Stephen C. Tweedie (sct@redhat.com)
Mon, 9 Nov 1998 23:18:13 GMT


Hi,

On Fri, 06 Nov 1998 19:28:57 -0800, John Daley
<johnd@virtual-impact.com> said:

> Our company supports a bunch of cheapo pentium boxes scattered
> about the coutry running linux. They are maintained remotely
> through either ppp or idsn connetions. This works great except for
> the rare kernel panic that leaves the machine in a state where we
> can't dial into it. ...

> I guess hardware watchdog boards would be an option too, but haven't
> looked into that.

You should do: sounds like it would be a useful addition.

> Some ideas:

> In order to make a linux be 100% maintainable remotely (until a hard
> failure occurs of course), what do ya'll think about these ideas
> (maybe they are already available?):

> (1) Have a 'reboot on panic' capability. Optionally booting into
> another partition. Switching between the modes through /proc er so.

Already done:

echo N > /proc/sys/kernel/panic

to set the timout (in seconds) from panic until the reboot.

> (2) Have the ability to write a system image to a pre-defined dump
> partition when the kernel panics.

Yes, would be nice.

> (3) Journaled filesystem

I'm working on it: hopefully a we'll have a prototype as a Christmas
present. :)

Finally, investigate using a serial console.
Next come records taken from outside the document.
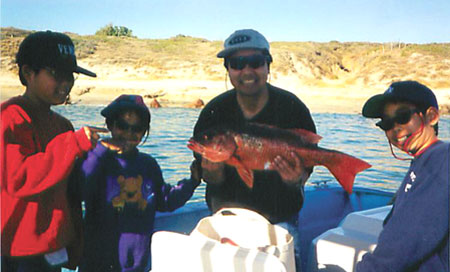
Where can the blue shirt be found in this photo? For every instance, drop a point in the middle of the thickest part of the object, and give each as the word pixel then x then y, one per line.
pixel 416 235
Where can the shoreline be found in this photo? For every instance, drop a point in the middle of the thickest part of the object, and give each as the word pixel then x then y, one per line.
pixel 185 92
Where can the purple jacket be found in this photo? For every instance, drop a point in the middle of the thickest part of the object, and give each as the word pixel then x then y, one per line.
pixel 122 193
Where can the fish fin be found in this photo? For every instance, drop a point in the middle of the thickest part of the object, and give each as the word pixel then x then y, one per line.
pixel 245 173
pixel 306 135
pixel 246 176
pixel 344 168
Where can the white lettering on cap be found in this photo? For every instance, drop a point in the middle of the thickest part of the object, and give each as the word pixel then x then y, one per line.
pixel 65 49
pixel 239 39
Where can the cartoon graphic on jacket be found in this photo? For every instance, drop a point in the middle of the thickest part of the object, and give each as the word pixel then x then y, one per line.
pixel 122 194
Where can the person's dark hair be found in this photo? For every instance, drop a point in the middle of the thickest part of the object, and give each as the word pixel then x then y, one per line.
pixel 22 77
pixel 115 116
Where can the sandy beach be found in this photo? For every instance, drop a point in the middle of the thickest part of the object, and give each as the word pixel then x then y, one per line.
pixel 184 93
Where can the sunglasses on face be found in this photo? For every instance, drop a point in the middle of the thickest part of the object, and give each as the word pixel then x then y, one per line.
pixel 402 116
pixel 60 76
pixel 254 61
pixel 123 125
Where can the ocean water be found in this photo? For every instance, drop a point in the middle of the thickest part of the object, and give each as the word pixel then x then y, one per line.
pixel 171 128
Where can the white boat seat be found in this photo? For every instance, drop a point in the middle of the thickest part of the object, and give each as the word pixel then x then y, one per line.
pixel 339 249
pixel 173 251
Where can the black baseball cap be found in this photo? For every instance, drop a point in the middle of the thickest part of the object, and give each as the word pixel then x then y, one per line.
pixel 407 91
pixel 124 102
pixel 50 49
pixel 244 39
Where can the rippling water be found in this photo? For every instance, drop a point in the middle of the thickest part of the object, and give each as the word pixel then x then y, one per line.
pixel 351 133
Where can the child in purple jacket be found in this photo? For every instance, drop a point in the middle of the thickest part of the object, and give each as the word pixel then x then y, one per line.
pixel 123 190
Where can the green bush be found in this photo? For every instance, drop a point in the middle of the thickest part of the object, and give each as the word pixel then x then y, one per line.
pixel 118 31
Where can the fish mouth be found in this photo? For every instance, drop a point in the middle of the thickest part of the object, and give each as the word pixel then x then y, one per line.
pixel 196 147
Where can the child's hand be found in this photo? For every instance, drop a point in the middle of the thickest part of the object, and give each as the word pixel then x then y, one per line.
pixel 92 133
pixel 196 170
pixel 113 144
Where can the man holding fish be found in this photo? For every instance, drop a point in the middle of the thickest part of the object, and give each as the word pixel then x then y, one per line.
pixel 244 169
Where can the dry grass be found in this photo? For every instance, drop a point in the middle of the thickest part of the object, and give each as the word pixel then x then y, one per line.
pixel 356 66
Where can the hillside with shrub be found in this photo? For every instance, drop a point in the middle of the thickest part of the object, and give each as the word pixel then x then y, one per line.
pixel 331 66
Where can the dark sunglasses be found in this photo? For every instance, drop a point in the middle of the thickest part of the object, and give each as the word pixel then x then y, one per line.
pixel 123 125
pixel 254 61
pixel 60 75
pixel 402 116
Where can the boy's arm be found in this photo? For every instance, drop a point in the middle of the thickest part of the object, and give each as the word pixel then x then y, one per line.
pixel 26 172
pixel 173 197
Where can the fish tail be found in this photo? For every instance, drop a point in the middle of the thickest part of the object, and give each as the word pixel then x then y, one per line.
pixel 344 168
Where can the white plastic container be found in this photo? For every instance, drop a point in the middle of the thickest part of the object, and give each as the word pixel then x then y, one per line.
pixel 339 249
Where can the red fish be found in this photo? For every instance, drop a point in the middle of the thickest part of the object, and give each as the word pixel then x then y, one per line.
pixel 255 146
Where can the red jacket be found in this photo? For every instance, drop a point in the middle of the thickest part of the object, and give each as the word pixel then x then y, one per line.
pixel 38 152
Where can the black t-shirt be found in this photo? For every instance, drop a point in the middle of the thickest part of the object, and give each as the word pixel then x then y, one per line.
pixel 270 196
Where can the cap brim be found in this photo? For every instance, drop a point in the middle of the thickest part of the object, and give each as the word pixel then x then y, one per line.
pixel 226 52
pixel 373 108
pixel 229 51
pixel 83 71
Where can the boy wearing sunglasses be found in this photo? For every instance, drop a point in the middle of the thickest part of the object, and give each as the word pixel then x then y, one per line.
pixel 123 190
pixel 41 214
pixel 277 194
pixel 415 235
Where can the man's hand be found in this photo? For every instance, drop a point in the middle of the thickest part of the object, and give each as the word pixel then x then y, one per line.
pixel 213 172
pixel 92 133
pixel 290 173
pixel 114 144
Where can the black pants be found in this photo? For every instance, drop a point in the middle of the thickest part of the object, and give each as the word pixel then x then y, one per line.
pixel 27 264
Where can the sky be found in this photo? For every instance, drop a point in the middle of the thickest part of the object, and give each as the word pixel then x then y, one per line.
pixel 408 21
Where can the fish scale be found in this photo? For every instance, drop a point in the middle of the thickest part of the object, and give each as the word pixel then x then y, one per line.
pixel 255 146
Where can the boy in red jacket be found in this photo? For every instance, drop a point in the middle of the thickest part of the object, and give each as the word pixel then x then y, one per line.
pixel 40 218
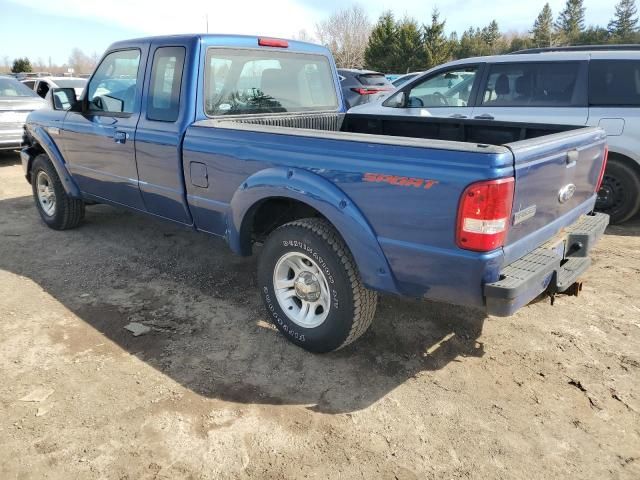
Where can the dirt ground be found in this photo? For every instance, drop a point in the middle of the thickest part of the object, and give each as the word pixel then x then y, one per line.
pixel 432 391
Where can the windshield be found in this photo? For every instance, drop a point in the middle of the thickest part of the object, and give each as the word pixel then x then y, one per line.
pixel 70 83
pixel 10 87
pixel 267 81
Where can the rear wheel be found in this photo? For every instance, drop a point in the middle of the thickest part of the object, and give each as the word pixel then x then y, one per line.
pixel 57 209
pixel 311 287
pixel 619 195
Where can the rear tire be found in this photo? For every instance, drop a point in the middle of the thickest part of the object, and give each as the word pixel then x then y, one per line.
pixel 619 195
pixel 311 287
pixel 57 209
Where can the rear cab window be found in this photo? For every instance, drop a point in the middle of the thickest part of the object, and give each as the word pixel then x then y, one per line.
pixel 163 103
pixel 535 84
pixel 250 81
pixel 450 88
pixel 614 83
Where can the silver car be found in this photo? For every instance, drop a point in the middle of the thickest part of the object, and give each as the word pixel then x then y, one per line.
pixel 16 101
pixel 597 86
pixel 42 85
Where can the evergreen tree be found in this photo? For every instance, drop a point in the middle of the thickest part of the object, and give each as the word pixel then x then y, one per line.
pixel 382 49
pixel 411 46
pixel 491 35
pixel 570 22
pixel 21 65
pixel 436 46
pixel 543 34
pixel 625 22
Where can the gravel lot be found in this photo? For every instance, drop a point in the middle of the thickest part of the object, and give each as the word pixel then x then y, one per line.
pixel 213 391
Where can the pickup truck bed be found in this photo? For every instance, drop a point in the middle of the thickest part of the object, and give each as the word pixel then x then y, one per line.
pixel 420 246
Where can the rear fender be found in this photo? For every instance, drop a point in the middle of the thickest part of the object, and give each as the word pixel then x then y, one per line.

That is built into 2.1
(read Documentation/serial-console.txt), but you can achieve similar
functionality on 2.0 by #defining CONFIG_SERIAL_ECHO and editing the
serial port address in linux/drivers/char/console.c. Then make the
/dev/console device point to /dev/ttyS0 and you are all set. I do this
on all of my boxes.

> And now for a real kernel problem....:

> I have a very old kernel (2.0.18) running redhat 4.0 that crashes
> sometimes. First off, can I upgrade kernel version 2.0.35 with
> updating libc or anything?

Yes.

> I can't reproduce the problem (see background above). The crash is at
> get_empty_inode+68/324.

Lots of stuff in there has been fixed; in particular at least a couple
of nasty races involving clearing inodes have been fixed since 2.0.18.